Kepala Divisi Advokasi Aliansi Jurnalis Independen (AJI) Bandung Ahmad Fauzan Sazli menyebut penghapusan mural oleh aparat yang akhir-akhir ini sering terjadi merupakan kebijakan yang aneh. Mural bukan fenomena baru di kalangan masyarakat, khususnya di kota Bandung. Tanggapan pemerintah yang berlebihan mengesankan adanya upaya memberangus kebebasan berpendapat dan berekspresi sehingga mengancam kehidupan berdemokrasi.
“Tindakan ini berlebihan, sekaligus ancaman bagi kebebasan berpendapat dan berekspresi,” ujar Fauzan.
Baca Juga: Penghapusan Mural dan Persekusi Penciptanya di Mata Seniman dan Aktivis Bandung: Berlebihan dan Lucu
Aksi Mural Kamisan Bandung Jelang September Hitam
PROFIL AJI BANDUNG: Bukan Sekadar Kumpulan Wartawan Anti Amplop
Mewakili Kondisi Masyarakat
Ahmad Fauzan Sazli berpendapat, mural merupakan bagian dari kebebasan bereskpresi warga. Pandemi berkepanjangan membuat ruang-ruang ekspresi menjadi terbatas karena kerumunan dilarang. Dinding-dinding di ruang publik lalu menjadi wadah alternatif penyampaian yang aman tanpa mengancam keselamatan orang.
Menurut Fauzan, mural mewakili fenomena yang terjadi di masyarakat. Mural di bawah jalan layang Pasupati itu bisa dibaca sebagai protes rakyat atas kinerja buruk pemerintah dalam menangani pandemi Covid-19. Pada akhirnya, masyarakat kelas bawah yang paling banyak harus menanggung imbas buruknya.
“Salah satu contohnya, saat ini masyarakat sedang bingung berebut vaksin, sementara para pejabat sudah mendapatkan vaksin dosis ketiga. Ini telah menyalahi aturan dan kesepakatan karena mestinya hanya nakes yang berhak menerima vaksin dosis ketiga. Ini menggambarkan Jokowi terkesan menutup mata,” katanya.
Tentang tuduhan menghina simbol negara, Fauzan juga menilainya tidak tepat.
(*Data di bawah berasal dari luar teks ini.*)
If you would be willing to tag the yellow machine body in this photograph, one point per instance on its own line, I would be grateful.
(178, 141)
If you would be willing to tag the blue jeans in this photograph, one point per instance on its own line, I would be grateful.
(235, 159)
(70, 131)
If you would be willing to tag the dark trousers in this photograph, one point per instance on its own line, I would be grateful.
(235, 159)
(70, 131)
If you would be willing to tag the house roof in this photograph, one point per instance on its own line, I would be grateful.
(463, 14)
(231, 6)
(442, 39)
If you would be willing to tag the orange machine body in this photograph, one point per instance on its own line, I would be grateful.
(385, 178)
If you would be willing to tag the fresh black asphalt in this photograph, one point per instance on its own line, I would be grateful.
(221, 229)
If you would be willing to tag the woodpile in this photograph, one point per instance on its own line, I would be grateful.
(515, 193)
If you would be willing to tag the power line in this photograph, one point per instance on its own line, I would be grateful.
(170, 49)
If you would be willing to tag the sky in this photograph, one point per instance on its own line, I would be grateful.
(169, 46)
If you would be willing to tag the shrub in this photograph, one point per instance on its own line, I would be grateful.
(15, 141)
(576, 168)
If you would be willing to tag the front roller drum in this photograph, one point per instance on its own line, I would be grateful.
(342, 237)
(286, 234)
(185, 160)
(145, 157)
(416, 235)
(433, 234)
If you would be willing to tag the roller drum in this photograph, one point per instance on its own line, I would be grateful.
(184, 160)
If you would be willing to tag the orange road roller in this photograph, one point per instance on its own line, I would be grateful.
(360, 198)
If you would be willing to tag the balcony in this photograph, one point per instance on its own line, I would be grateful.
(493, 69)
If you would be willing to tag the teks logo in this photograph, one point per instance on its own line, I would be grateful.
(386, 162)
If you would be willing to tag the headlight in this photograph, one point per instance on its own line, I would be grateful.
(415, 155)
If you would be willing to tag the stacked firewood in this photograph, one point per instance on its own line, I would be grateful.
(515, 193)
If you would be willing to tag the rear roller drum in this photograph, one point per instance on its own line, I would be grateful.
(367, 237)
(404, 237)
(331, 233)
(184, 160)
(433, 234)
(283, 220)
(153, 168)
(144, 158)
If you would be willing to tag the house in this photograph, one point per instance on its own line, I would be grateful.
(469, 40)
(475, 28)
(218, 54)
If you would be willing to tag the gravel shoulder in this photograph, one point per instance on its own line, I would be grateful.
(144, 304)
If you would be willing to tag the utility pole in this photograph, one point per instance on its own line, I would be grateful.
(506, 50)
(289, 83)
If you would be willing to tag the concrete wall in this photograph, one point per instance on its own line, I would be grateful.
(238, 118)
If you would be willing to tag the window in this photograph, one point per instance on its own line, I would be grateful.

Merujuk pasal 36A Undang-undang Dasar Negara Republik Indonesia Tahun 1945, yang disepakati sebagai simbol negara adalah burung garuda pancasila dengan semboyan Bhinneka Tunggal Ika.
Sebelumnya, Heri Pramono dari Lembaga Bantuan Hukum (LBH) Bandung, menyebut tanggapan aparat negara terhadap kemunculan mural dan grafiti berisi kritik terlalu berlebihan. Yang sebaiknya dilakukan justru adalah mendengarkan dan menindaklanjuti isi kritik tersebut. Bukannya melakukan persekusi.
Aktivis Herry Sutresna, yang akrab disapa Ucok, menilai fenomena penghapusan mural menunjukkan sudah tidak ada lagi ruang demokrasi yang tesedia di negara ini.
“Sudah jelas bagi publik. Ini bukan lagi lampu kuning, melainkan lampu merah,” katanya.